The report via Reuters noted that 50% of Foxconn’s production would come back online by the end of the month, and the aim for full production for next month. This sent Apple shares to near record highs this week; however, Foxconn ruined the party and said Reuters was incorrect about plant resumptions.

The statement by the world’s largest contract electronics maker was published via the Taipei stock exchange on Thursday, and first cited by Reuters.

Foxconn is Apple’s main iPhone assembler in China and offered no timetable of when its factories would reopen.

Foxconn received the go-ahead to reopen some plants in China this week. However, only about 10% of its workforce had returned to several plants in southern Shenzhen and central Zhengzhou on Monday.

Apple has also extended the shutdown of its retail stores across the country. Stores were supposed to open earlier this week but have now delayed until February 15.

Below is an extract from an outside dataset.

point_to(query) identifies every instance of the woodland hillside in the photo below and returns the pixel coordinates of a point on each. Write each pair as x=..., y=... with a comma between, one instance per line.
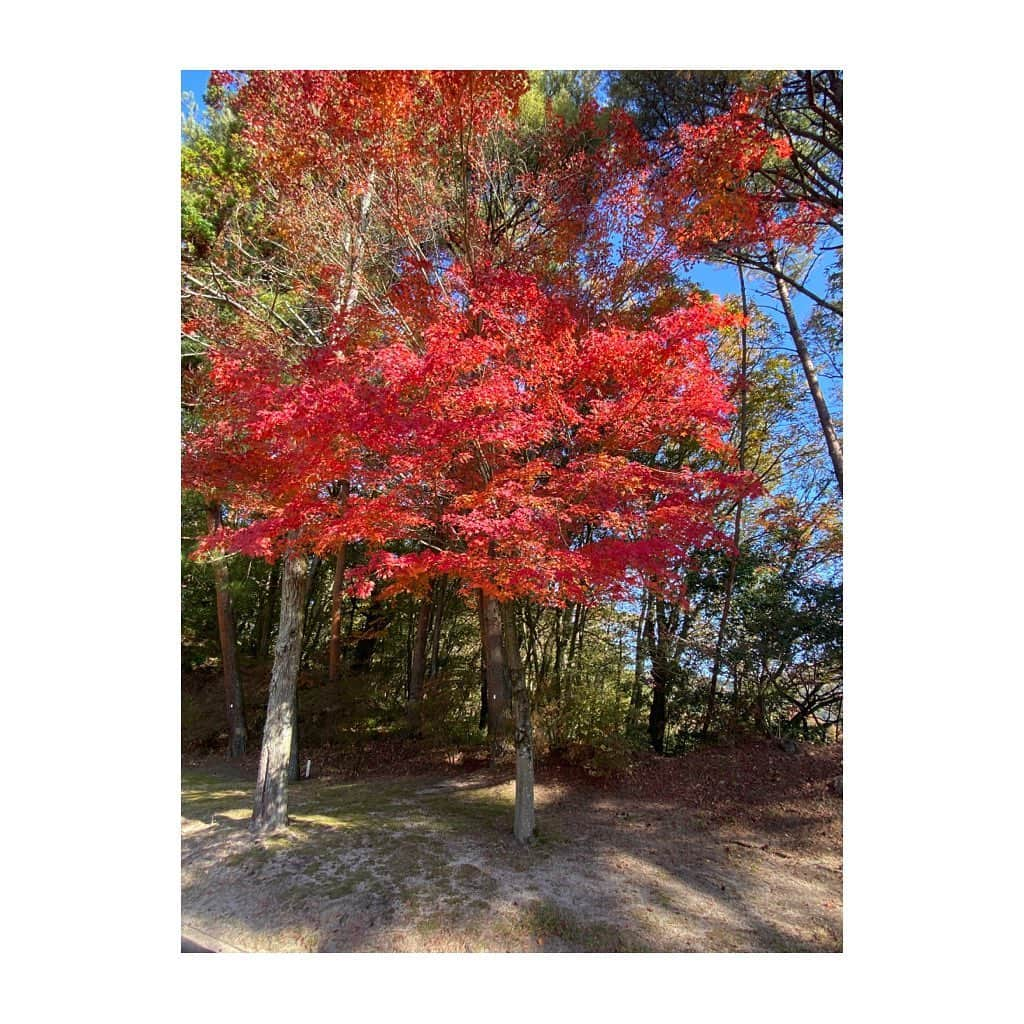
x=512, y=434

TrendForce Corp. said Apple could see a 10% decline in iPhone sales in 1Q, from 45.5 million to about 41 million units, due mostly because of factory shutdowns tied to the virus outbreak.

We’ve noted, in the last several weeks, that if Foxconn factories cannot resume production by early February and have full production by the end of the month, shortages would develop for Apple iPhones and AirPods.

The one sector with the most exposure to Greater China and the Asia Pacific is also the sector that has outperformed the most in recent months: Tech. This means that supply chain disruptions are about to cause one of the most significant shocks since the financial crisis.

This won’t end well for Apple if shipments are delayed and sales plunge. But, then again, the company has billions of dollars in stock buybacks that it can use to levivtate price.